Intercalative stacking: A critical feature of DNA charge-transport electrochemistry

In electrochemistry experiments on DNA-modified electrodes, features of the redox probe that determine efficient charge transport through DNA-modified surfaces have been explored using methylene blue (MB⁺) and Ru(NH₃)₆³⁺ as DNA-binding redox probes. The electrochemistry of these molecules is studied as a function of ionic strength to determine the necessity of tight binding to DNA and the number of electrons involved in the redox reaction; on the DNA surface, MB⁺ displays 2e^-/1H⁺ electrochemistry (pH 7) and Ru(NH₃)₆³⁺ displays 1e^- electrochemistry. We examine also the effect of the electrode surface passivation and the effect of the mode (intercalation or electrostatic) of MB⁺ and Ru(NH₃)₆³⁺ binding DNA to highlight the importance of intercalation for reduction by a DNA-mediated charge-transport pathway.
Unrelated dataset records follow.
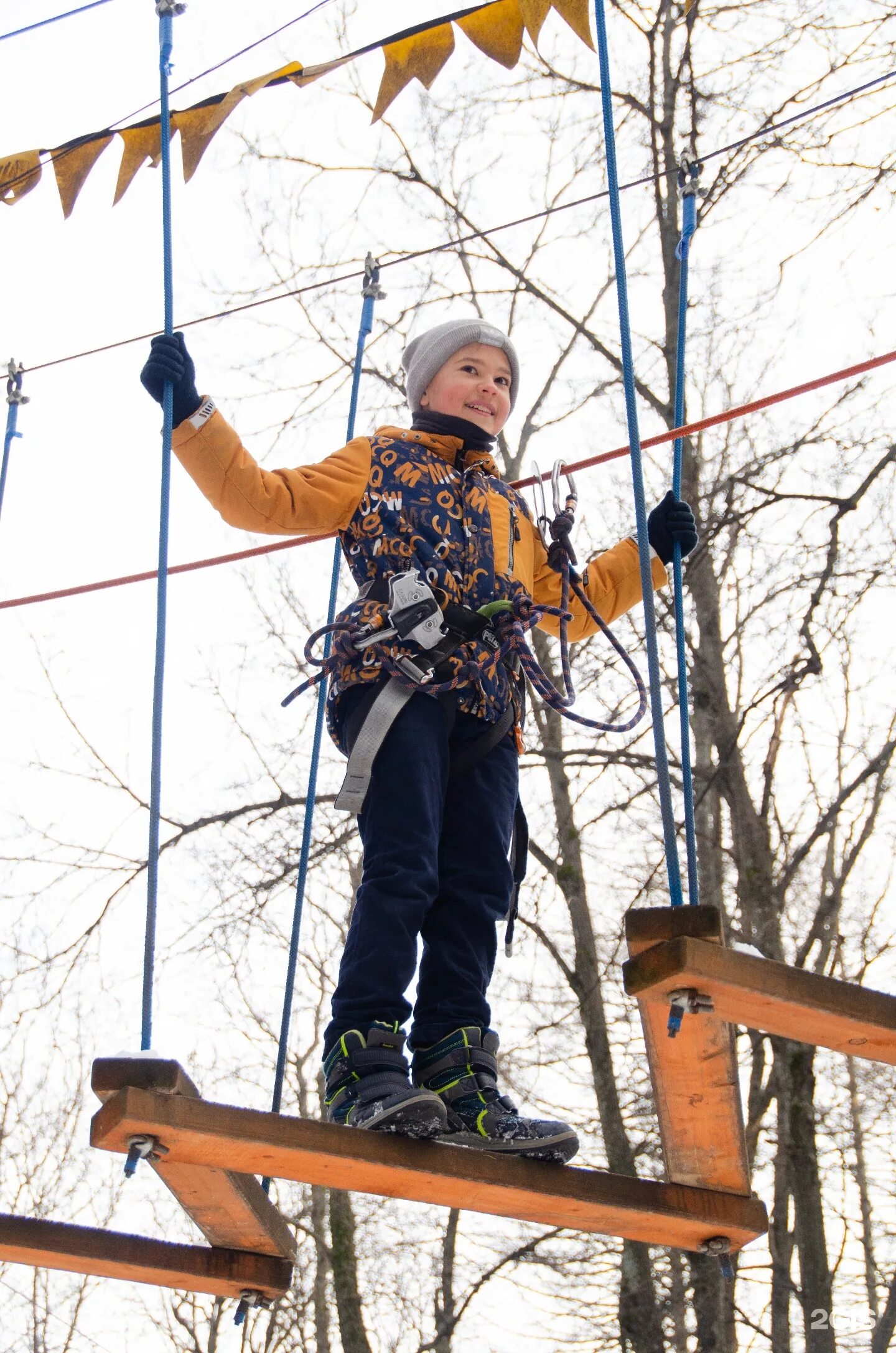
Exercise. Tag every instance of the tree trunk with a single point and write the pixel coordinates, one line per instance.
(321, 1266)
(887, 1325)
(344, 1260)
(780, 1235)
(864, 1199)
(712, 1304)
(808, 1214)
(446, 1293)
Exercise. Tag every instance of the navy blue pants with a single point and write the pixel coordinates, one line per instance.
(435, 866)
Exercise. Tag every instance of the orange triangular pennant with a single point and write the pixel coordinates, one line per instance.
(534, 14)
(578, 16)
(141, 144)
(199, 123)
(19, 175)
(198, 126)
(307, 75)
(72, 166)
(419, 57)
(497, 32)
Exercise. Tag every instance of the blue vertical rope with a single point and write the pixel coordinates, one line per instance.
(688, 182)
(371, 294)
(166, 10)
(14, 400)
(638, 471)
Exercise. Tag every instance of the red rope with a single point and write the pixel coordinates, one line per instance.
(686, 431)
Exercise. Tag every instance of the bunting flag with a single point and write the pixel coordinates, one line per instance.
(420, 53)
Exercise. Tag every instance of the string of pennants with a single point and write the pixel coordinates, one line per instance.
(420, 53)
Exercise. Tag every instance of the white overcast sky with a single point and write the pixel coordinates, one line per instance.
(82, 499)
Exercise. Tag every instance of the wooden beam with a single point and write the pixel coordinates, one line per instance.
(190, 1268)
(217, 1136)
(769, 996)
(230, 1210)
(694, 1076)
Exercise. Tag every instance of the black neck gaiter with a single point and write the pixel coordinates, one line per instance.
(446, 425)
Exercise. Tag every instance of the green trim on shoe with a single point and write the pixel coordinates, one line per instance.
(462, 1069)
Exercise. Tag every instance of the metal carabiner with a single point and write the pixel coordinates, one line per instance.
(542, 518)
(572, 497)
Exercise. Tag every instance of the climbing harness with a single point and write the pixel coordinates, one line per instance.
(14, 400)
(416, 613)
(689, 189)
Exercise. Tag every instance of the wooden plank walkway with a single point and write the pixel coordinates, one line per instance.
(221, 1137)
(230, 1210)
(763, 995)
(192, 1268)
(694, 1075)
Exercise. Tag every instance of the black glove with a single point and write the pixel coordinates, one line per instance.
(672, 522)
(169, 360)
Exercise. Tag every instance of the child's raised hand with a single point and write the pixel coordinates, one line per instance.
(169, 360)
(669, 524)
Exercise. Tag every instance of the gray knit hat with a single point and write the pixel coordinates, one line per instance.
(428, 353)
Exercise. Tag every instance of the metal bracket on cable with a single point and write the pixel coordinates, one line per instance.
(689, 169)
(142, 1149)
(371, 286)
(14, 385)
(721, 1247)
(686, 1001)
(689, 187)
(250, 1301)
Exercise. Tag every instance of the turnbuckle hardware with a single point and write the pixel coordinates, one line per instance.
(142, 1148)
(721, 1247)
(370, 287)
(688, 1000)
(14, 383)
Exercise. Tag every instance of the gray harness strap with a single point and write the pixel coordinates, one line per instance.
(382, 714)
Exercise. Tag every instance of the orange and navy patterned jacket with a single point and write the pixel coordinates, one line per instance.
(401, 500)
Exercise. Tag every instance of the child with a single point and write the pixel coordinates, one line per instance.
(436, 845)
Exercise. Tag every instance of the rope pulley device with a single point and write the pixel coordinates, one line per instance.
(686, 1001)
(555, 530)
(14, 400)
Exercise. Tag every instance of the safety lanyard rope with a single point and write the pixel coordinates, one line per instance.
(371, 293)
(14, 400)
(166, 10)
(638, 472)
(688, 179)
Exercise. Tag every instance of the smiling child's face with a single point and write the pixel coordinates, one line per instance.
(473, 385)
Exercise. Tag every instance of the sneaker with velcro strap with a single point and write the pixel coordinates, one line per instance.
(368, 1085)
(464, 1070)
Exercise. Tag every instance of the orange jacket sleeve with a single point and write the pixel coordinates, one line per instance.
(307, 501)
(612, 585)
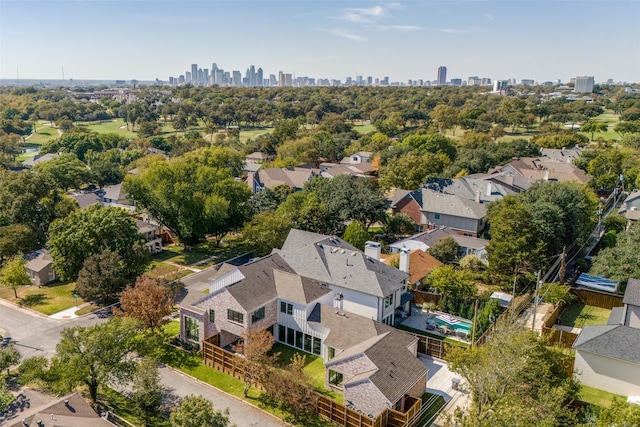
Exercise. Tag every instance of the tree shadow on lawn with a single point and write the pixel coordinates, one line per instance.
(33, 300)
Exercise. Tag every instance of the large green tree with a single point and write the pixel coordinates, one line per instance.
(92, 231)
(95, 356)
(196, 411)
(515, 379)
(192, 196)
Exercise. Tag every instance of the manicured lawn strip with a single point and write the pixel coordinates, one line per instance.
(47, 299)
(435, 403)
(124, 407)
(314, 368)
(438, 337)
(113, 126)
(597, 397)
(578, 315)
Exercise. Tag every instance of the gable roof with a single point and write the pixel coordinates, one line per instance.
(632, 293)
(615, 341)
(333, 261)
(448, 204)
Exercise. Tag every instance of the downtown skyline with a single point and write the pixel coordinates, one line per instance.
(148, 40)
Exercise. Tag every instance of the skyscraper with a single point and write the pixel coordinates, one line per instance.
(442, 75)
(584, 84)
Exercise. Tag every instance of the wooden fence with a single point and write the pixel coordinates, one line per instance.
(420, 297)
(337, 413)
(597, 299)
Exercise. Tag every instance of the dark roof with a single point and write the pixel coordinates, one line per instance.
(632, 293)
(615, 341)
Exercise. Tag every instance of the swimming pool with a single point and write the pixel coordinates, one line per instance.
(461, 326)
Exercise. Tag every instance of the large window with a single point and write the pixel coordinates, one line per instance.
(191, 329)
(388, 301)
(234, 316)
(257, 315)
(286, 308)
(335, 378)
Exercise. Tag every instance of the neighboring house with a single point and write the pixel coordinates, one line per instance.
(417, 263)
(359, 157)
(114, 195)
(322, 296)
(38, 158)
(152, 235)
(294, 177)
(429, 238)
(40, 267)
(70, 410)
(431, 209)
(470, 188)
(607, 356)
(631, 207)
(535, 169)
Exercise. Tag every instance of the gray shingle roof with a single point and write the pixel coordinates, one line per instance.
(333, 261)
(632, 293)
(615, 341)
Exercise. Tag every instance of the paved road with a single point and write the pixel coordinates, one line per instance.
(240, 413)
(35, 334)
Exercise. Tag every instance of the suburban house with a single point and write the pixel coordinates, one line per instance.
(607, 356)
(429, 238)
(40, 267)
(322, 296)
(114, 195)
(152, 235)
(542, 169)
(294, 177)
(359, 157)
(631, 207)
(431, 209)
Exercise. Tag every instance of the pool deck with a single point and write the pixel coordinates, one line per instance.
(418, 320)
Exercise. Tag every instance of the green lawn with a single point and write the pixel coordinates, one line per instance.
(434, 403)
(314, 368)
(111, 126)
(47, 299)
(596, 396)
(578, 315)
(42, 135)
(125, 408)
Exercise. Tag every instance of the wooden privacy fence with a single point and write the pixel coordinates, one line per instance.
(420, 297)
(597, 299)
(337, 413)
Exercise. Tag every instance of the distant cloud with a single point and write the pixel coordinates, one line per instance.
(404, 28)
(341, 33)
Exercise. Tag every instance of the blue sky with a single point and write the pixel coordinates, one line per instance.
(118, 39)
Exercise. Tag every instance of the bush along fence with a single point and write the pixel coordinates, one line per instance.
(321, 405)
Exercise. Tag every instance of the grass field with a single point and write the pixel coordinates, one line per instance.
(112, 126)
(578, 315)
(314, 368)
(597, 397)
(47, 299)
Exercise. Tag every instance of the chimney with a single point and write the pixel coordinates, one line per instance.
(372, 250)
(404, 260)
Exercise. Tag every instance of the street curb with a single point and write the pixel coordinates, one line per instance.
(284, 423)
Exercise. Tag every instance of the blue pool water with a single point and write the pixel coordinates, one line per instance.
(461, 326)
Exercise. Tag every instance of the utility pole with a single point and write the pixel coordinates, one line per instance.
(535, 304)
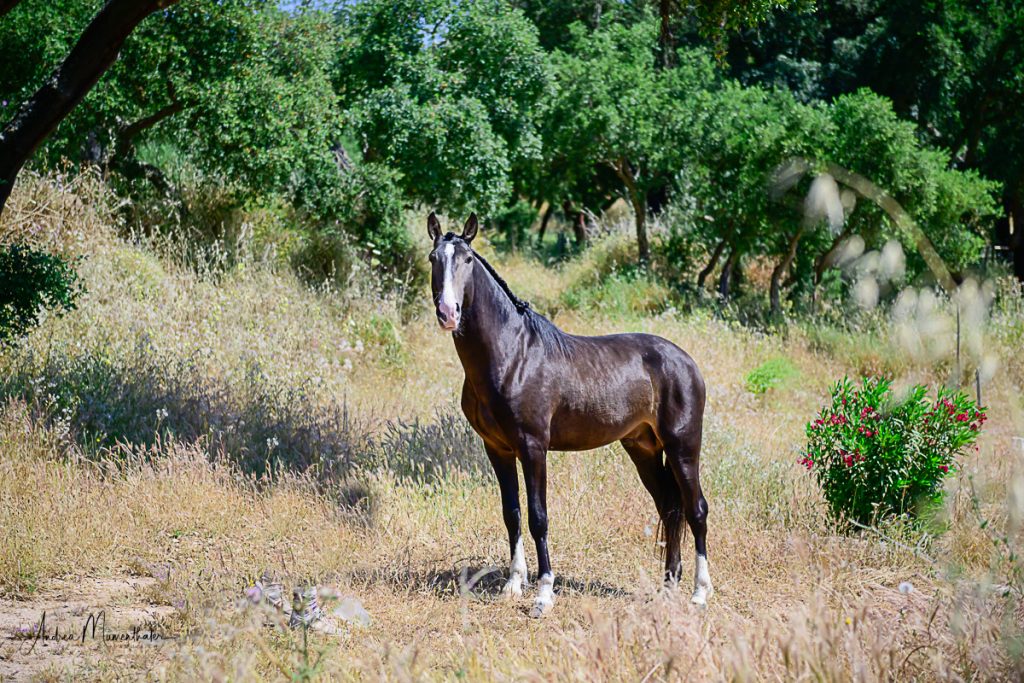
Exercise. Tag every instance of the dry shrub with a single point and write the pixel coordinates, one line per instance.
(244, 353)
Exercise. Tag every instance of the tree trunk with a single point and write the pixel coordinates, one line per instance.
(1015, 213)
(544, 224)
(779, 270)
(639, 202)
(723, 280)
(579, 222)
(702, 275)
(95, 50)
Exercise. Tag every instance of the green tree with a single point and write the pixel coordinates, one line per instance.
(615, 110)
(444, 93)
(954, 69)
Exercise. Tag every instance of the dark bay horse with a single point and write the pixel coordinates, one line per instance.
(530, 387)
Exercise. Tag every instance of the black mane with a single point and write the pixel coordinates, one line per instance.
(520, 305)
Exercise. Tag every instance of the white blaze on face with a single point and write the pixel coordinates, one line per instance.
(448, 289)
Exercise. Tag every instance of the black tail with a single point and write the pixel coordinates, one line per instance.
(672, 524)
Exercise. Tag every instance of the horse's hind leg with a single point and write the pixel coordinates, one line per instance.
(508, 481)
(682, 454)
(660, 483)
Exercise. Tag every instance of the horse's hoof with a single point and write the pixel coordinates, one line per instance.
(541, 607)
(512, 590)
(700, 596)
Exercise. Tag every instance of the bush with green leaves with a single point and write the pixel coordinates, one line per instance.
(877, 456)
(32, 282)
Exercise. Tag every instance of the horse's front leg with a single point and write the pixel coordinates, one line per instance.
(508, 481)
(535, 468)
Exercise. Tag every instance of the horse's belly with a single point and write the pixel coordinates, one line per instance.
(596, 420)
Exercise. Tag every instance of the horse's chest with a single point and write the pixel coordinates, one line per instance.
(480, 415)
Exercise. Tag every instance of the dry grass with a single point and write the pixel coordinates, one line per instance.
(251, 344)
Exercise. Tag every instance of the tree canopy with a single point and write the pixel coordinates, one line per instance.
(350, 113)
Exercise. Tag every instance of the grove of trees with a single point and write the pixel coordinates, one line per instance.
(348, 114)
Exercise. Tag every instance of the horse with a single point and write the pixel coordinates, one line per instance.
(530, 387)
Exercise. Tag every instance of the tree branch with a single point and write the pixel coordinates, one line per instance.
(7, 5)
(95, 50)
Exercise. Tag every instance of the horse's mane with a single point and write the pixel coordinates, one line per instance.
(520, 305)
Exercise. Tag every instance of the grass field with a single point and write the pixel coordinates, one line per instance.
(186, 429)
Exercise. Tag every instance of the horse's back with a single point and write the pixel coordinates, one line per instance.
(614, 384)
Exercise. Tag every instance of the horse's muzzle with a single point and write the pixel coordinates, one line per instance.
(449, 316)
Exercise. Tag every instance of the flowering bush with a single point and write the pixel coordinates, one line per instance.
(873, 455)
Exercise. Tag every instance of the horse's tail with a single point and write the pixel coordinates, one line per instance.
(673, 522)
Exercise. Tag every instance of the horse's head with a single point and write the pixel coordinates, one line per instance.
(451, 270)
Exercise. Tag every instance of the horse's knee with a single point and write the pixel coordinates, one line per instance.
(538, 522)
(700, 510)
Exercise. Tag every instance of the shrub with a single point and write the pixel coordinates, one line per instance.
(875, 456)
(770, 374)
(31, 282)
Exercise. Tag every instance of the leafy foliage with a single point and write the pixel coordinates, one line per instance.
(877, 456)
(32, 282)
(443, 92)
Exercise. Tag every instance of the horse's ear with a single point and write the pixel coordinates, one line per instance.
(469, 230)
(433, 226)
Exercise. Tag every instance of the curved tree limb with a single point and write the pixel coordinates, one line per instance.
(897, 214)
(95, 50)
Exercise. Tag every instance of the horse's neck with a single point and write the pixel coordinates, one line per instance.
(489, 328)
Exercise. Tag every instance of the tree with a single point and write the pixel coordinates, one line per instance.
(239, 89)
(92, 54)
(614, 109)
(444, 92)
(954, 69)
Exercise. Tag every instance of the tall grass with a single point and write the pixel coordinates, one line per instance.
(198, 421)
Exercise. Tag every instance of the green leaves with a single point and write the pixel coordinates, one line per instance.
(875, 455)
(32, 282)
(445, 93)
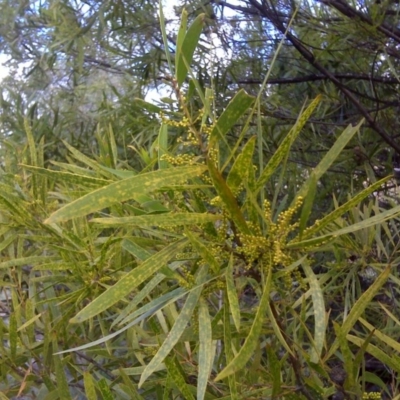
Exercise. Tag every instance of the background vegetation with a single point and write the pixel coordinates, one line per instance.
(235, 238)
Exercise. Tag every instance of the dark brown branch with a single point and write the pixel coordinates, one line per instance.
(313, 78)
(270, 14)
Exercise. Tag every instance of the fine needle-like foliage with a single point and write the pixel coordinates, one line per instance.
(201, 275)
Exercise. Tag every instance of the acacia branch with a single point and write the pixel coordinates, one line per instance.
(269, 13)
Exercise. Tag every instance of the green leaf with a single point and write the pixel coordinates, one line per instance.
(394, 344)
(18, 262)
(241, 167)
(346, 353)
(167, 219)
(235, 110)
(90, 390)
(349, 205)
(360, 306)
(307, 205)
(67, 177)
(162, 145)
(207, 349)
(60, 372)
(377, 353)
(366, 223)
(104, 388)
(227, 198)
(164, 36)
(319, 313)
(284, 147)
(185, 53)
(122, 191)
(329, 157)
(232, 294)
(246, 351)
(178, 328)
(204, 253)
(275, 371)
(177, 377)
(129, 282)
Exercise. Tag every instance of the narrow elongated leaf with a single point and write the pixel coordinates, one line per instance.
(345, 207)
(284, 147)
(307, 205)
(162, 146)
(235, 110)
(319, 313)
(246, 351)
(377, 353)
(185, 53)
(381, 336)
(90, 390)
(228, 348)
(346, 353)
(104, 388)
(166, 219)
(277, 330)
(18, 262)
(203, 251)
(67, 177)
(129, 282)
(360, 306)
(123, 190)
(274, 370)
(330, 157)
(177, 330)
(206, 349)
(228, 198)
(241, 167)
(366, 223)
(232, 295)
(179, 380)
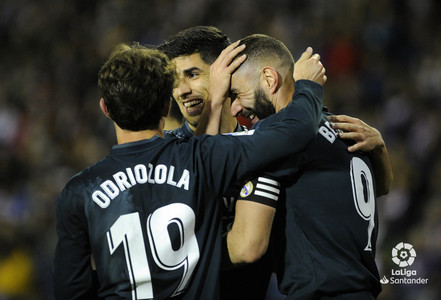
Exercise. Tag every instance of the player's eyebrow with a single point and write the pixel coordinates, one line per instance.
(189, 70)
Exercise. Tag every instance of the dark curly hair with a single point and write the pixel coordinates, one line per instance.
(208, 41)
(136, 83)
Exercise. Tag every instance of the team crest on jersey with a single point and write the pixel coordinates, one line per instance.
(246, 189)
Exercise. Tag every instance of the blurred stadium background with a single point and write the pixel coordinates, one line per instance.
(383, 61)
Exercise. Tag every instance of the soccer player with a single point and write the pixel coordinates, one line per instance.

Furthermore, in experiments in which MB⁺ is covalently linked to the DNA through a σ-bonded tether and ionic strength is varied, it is demonstrated that intercalative stacking rather than covalent σ-bonding is essential for efficient reduction of MB⁺. The results presented here therefore establish that efficient charge transport to the DNA-binding moiety in DNA films requires intercalative stacking and is mediated by the DNA base pair array.